Topics:  Why different machine learning algorithms all achieve similar accuracy;  What would Caroline's salary have been if she had studied for a graduate degree?;  Why most machine learning methods cannot move beyond 'prediction';  Why causal Bayesian networks are better than naive Bayes; The inevitability of causal models; Can we have causality without correlation?; Why machine learnt models cannot learn causality;   Faithfulness: why does taking the contraceptive pill appear to have no effect on thrombosis when we know it does?;  Why even the 'biggest data' are never enough;  Learning with data PLUS knowledge;  Learning with missing data

Supporting videos

  • Predicting potential outcomes: structural equation models and Bayesian networks (Note that this material is also in the main lecture)https://youtu.be/DQt9hCxjXCA

  • Naive Bayes classifiers versus structural models (Note that this material is also in the main lecture) https://youtu.be/DQt9hCxjXCA

  • Causal discovery from data: the problem with “unfaithful” structural models (Note that this material is also in the main lecture)https://youtu.be/I1tCXog58qs

 

Week 10 - guest lecture on Public Policy Making

Guest lecture by Dr Magda Osman on the importance of evidence-based risk assessment in policy decision-making, with special reference to public policy on food safety. This will enable you to  understand the basics of behavioural interventions such as 'nudge' techniques and the problems with such techniques when used to support Government policies.

 

Week 11 - Legal reasoning - AI, data and Bayes

By the end of this lesson and workshop you will understand the role of Bayes in the Law and how it can improve legal reasoning and avoid common fallacies committed in court. You will learn about the likelihood ratio and its role (and limitations) in determining the probative value of different types of evidence.  You will understand the basics of DNA evidence (including DNA mixtures) and how forensic scientists use statistics for DNA evidence; you will also understand why DNA evidence is not as convincing as you may think. You will understand the need for - and potential - for causal models (BNs) to be used for legal reasoning and will be able to build and run models that enable you to determine the impact of different types of evidence.

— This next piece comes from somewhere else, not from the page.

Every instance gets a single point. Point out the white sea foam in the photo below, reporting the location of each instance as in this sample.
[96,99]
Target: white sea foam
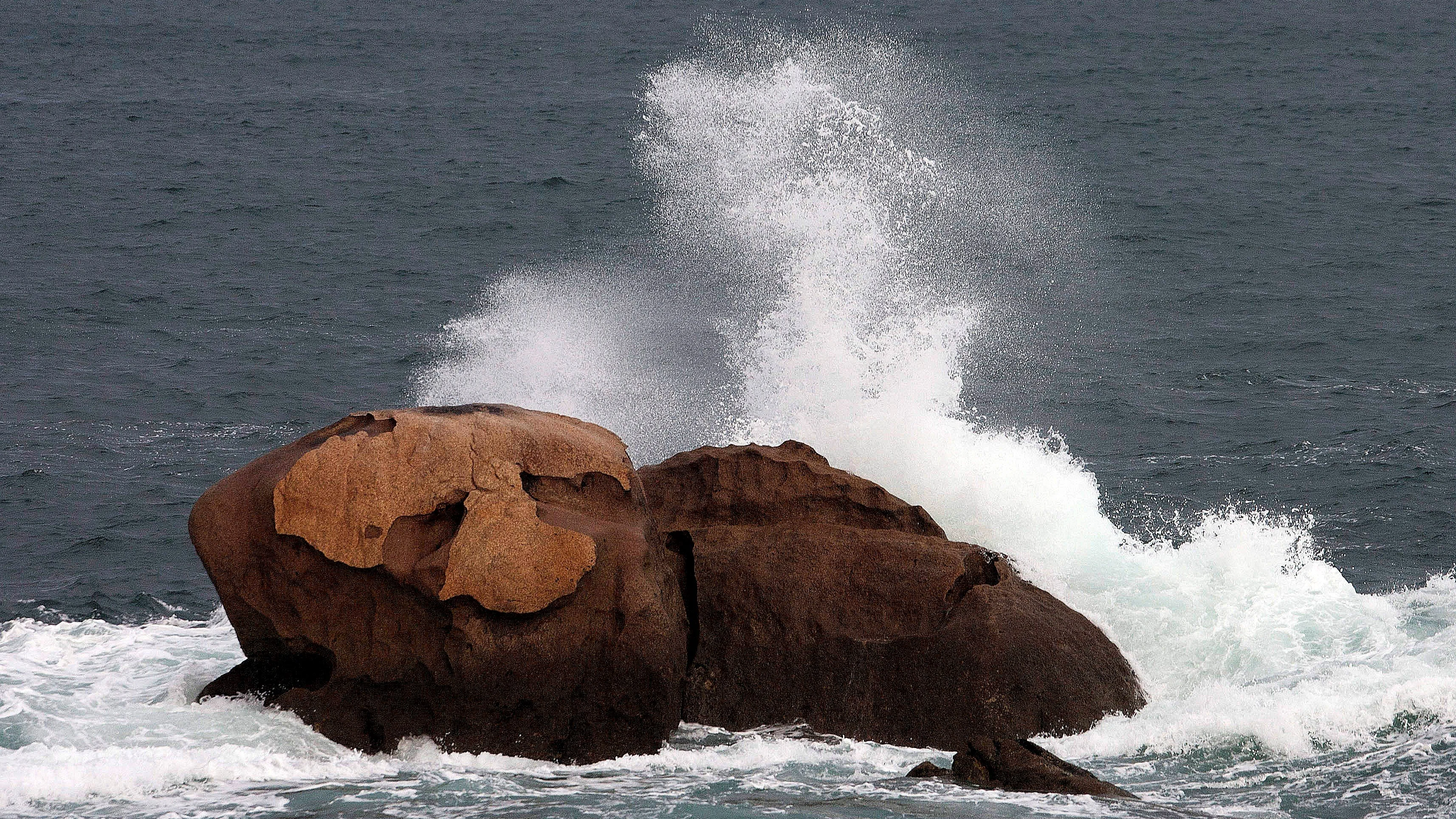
[787,162]
[799,167]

Topics: Introduction to well-known cases where statistics played a key role;  Legal rulings about the use of Bayes in the Law; The prosecutors fallacy and other common probabilistic fallacies made in legal reasoning;  DNA evidence and its associated statistics;  How to determine the probative value of evidence;  The Likelihood ratio: its value and limitations in determining probative value of evidence;  The need for causal models (BNs) in evidence evaluation;  The special problems of DNA mixture evidence

Videos

 

Week 12 Revision

By the end of this week you will understand what the exam structure is and how to do well in it. Worked solutions to exam questions will be presented.